Q: Are you a martyr?

A: Yes, but a really lazy one.

Q: You have all of this amazing body art, and so much of your writing is about using your body as memory. I feel like that’s martyr adjacent?

A: I’m doing it so no one else has to. I’ll go do the dirty work and report back, you don’t have to worry about all this. Somebody said that about me in a review once, and I thought that was really funny. It was like, “Brontez is doing all your drugs; smoking crack; [expletive] your boyfriend, and your boyfriend’s boyfriend; drinking your vodka — all so that you don’t have to.”

Q: You’ve been trying to do this piece for 10 years. What held it up?

A: I’ve never had time or given myself permission to do a solo, and this was something that I always wanted to do right, and with support. The San Francisco dance scene is OK, but I have never gotten a whole lot of monetary support from that scene.

Q: What do you feel gave you that permission? Performance Space? The success of “100 Boyfriends”?

A: It had been so long since I had actually danced, because of quarantine. Most of my performance art stuff became me doing this humanitarian thing where I was giving free sex shows online to men in closeted countries.

Q: How did that go?

A: It was awesome because, you know, men in homophobic countries are so much more appreciative of you and your body. It gave me a new eye on performance, on how much of your soul you’re sharing.

Q: What about “Johnny” made you want to turn it into a dance?

A: I’ve always liked Plath’s nervous tension; she’s essentially always writing about anxiety. Here, she’s writing about the futility of being an office worker with other dreams. A lot of the books I’ve written were done in tandem with some terrible job I had. I think the piece is this weird allegory for someone who has other, bigger dreams in life, but are kind of earthbound by their 9-to-5.

Q: What did the collaborations for this look like?

A: The dramaturgy, with Jeremy, was just a series of late night phone calls about the structure I wanted to do, and how I want to execute it. With Larry, I just gave her certain parameters.

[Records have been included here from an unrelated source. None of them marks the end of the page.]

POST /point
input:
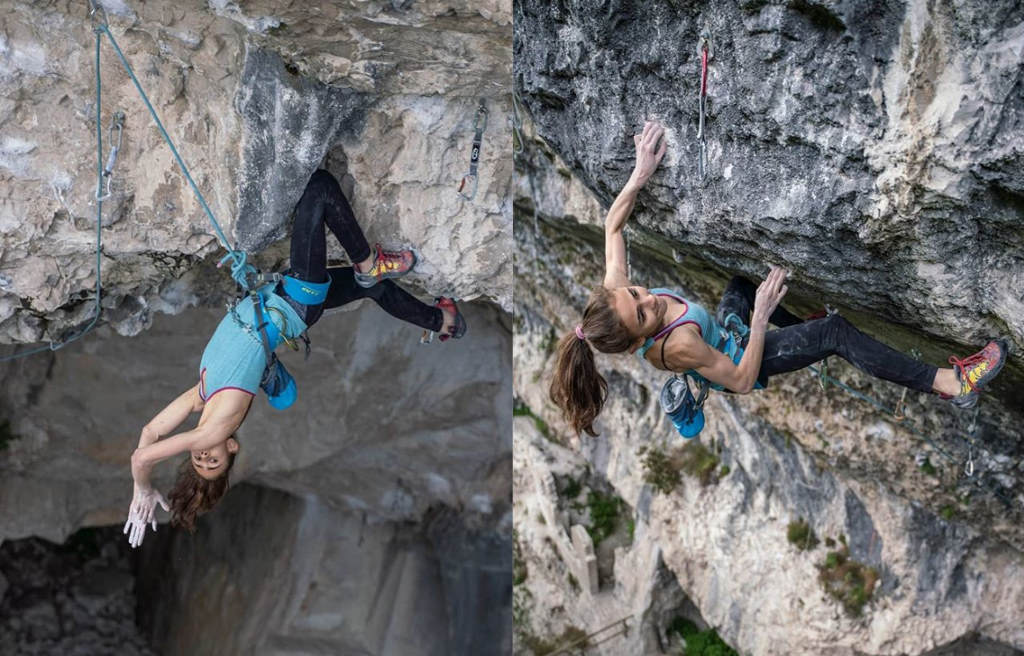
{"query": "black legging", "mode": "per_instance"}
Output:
(797, 344)
(323, 203)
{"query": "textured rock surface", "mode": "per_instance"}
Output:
(340, 584)
(875, 149)
(865, 229)
(256, 95)
(76, 599)
(254, 98)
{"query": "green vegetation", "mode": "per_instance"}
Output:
(521, 409)
(801, 535)
(658, 470)
(849, 581)
(603, 515)
(700, 463)
(700, 643)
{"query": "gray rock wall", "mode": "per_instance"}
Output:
(875, 148)
(825, 156)
(270, 573)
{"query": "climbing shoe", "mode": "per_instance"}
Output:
(458, 329)
(976, 370)
(387, 264)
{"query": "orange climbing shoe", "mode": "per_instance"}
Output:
(977, 370)
(387, 264)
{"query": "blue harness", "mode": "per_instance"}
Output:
(276, 382)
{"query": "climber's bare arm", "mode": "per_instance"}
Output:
(685, 350)
(171, 417)
(221, 416)
(648, 155)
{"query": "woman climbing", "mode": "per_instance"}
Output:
(235, 359)
(676, 335)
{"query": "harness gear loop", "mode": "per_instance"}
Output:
(479, 125)
(704, 49)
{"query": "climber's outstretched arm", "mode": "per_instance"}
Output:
(648, 155)
(171, 417)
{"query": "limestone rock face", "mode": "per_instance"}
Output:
(412, 440)
(824, 156)
(873, 148)
(255, 98)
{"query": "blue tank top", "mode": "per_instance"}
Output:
(233, 358)
(711, 332)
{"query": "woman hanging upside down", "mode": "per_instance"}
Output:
(676, 335)
(235, 359)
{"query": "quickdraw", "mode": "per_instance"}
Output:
(972, 429)
(117, 123)
(704, 49)
(479, 125)
(241, 270)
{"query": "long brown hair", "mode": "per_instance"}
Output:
(577, 388)
(194, 495)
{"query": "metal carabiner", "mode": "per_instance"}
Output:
(481, 116)
(95, 8)
(117, 123)
(462, 185)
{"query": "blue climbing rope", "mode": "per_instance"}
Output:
(241, 269)
(53, 346)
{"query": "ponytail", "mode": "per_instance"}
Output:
(577, 387)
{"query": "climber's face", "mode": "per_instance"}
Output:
(212, 463)
(641, 311)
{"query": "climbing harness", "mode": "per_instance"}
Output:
(515, 122)
(479, 125)
(704, 50)
(117, 123)
(685, 409)
(678, 401)
(276, 383)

But I don’t like to stress out my collaborators too much. I prefer just setting coordinates and then going in there and dealing with it, with their voices in the back of my head. I’m a bit anti-authoritarian, so you can tell me what to do, but not too much. Once you ask someone to choreograph and you ask someone to be a dramaturge, you’re basically asking someone to change your diaper and spank you.

Q: Why the new title, “Invisible Trial”?

A: It’s about the idea that there are unforeseen actions happening all around you, dictating your behavior. For instance, if there’s a shadow campaign against you, do you actively confront that? Or do you keep just living your regular life and let the universe sort it out? Every time you bring it up, are you bringing something to the attention of people who had no clue? Now you’ve really put yourself in the spotlight.